Stucley was knighted at the Restoration, when he petitioned for the place of herdsman of Creslow, forfeited by a regicide. He was among those recommended by the quarter sessions as excise farmers for Devon, but not appointed; nor did he receive the Irish legal post for which he petitioned. His only substantial reward was a temporary commission in the army. Returned for Tiverton at the general election of 1661, he was named to the committee of elections and privileges in the opening sessions of the Cavalier Parliament, and to those to consider the uniformity bill, the bill of pains and penalties, and the petition of the loyal and indigent officers, as well as to those for several private bills affecting the estates of his Devonshire neighbours. Nor did he neglect the economic activities of his constituency, sitting on committees to regulate the manufactures of their Exeter rivals and to consider the petition of the Devon clothiers. A moderately active Member, he was appointed in all to 22 committees. On 16 May 1663 he acted with Sir Courtney Pole as teller for the estate bill promoted by the leading local Cromwellian, John Coplestone.

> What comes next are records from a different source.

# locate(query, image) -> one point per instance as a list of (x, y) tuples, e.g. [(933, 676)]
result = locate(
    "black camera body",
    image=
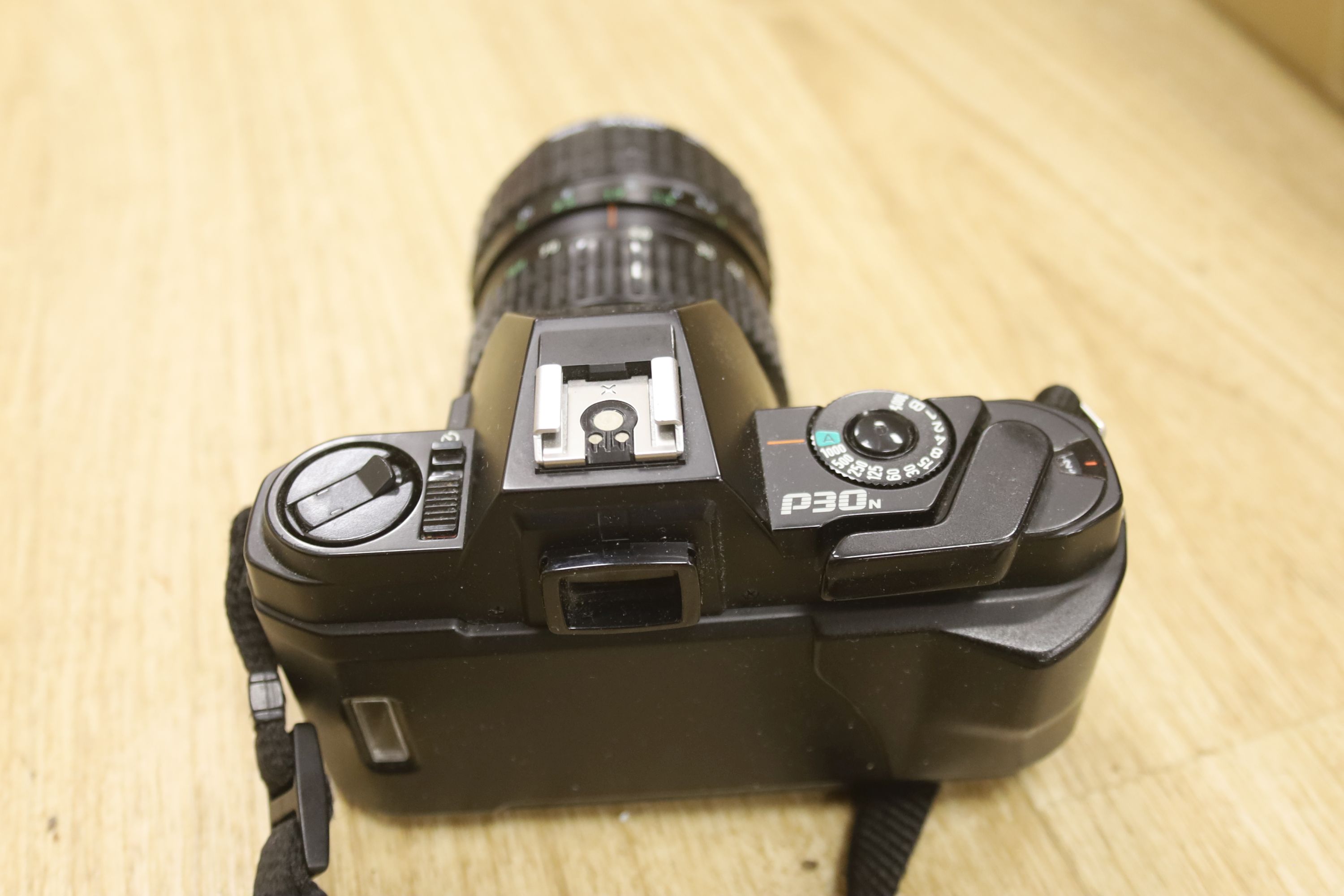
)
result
[(627, 569)]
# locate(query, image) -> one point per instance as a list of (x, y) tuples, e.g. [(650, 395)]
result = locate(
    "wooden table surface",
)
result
[(230, 232)]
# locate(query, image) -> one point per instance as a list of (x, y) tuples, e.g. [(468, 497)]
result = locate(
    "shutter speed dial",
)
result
[(881, 439)]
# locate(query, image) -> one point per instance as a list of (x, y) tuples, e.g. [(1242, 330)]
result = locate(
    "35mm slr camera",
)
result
[(628, 569)]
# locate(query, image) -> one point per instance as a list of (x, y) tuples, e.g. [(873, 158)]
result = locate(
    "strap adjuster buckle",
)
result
[(308, 800)]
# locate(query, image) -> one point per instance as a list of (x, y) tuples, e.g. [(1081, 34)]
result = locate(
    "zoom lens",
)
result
[(623, 215)]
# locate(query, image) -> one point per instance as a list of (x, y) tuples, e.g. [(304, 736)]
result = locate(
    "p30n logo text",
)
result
[(827, 501)]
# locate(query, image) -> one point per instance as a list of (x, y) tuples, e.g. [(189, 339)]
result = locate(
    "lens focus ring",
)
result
[(619, 215), (611, 150)]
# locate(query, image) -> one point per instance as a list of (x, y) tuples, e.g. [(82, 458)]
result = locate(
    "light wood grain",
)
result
[(229, 232)]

He died on 20 Sept. 1663 and was buried at West Worlington. His sons died young, and his estate ultimately fell to his brother, a nonconformist preacher.5

Ref Volumes: 1660-1690

Author: John. P. Ferris

Notes

  • 1. Vivian, Vis. Devon, 722.
  • 2. Exeter corp. act bk. 9, ff. 356-61.
  • 3. SP23/183/696; Eg. 2537, f. 134; Parl. Intell. 2 July 1660.
  • 4. Lysons, Devon, 87; Vivian, 721; SP23/183/692-3; Eg. 2537, f. 134.
  • 5. Cal. Treas. Bks. i. 5, 425; CJ, viii. 484; PCC 122 Juxon; A. G. Matthews, Calamy Revised, 469.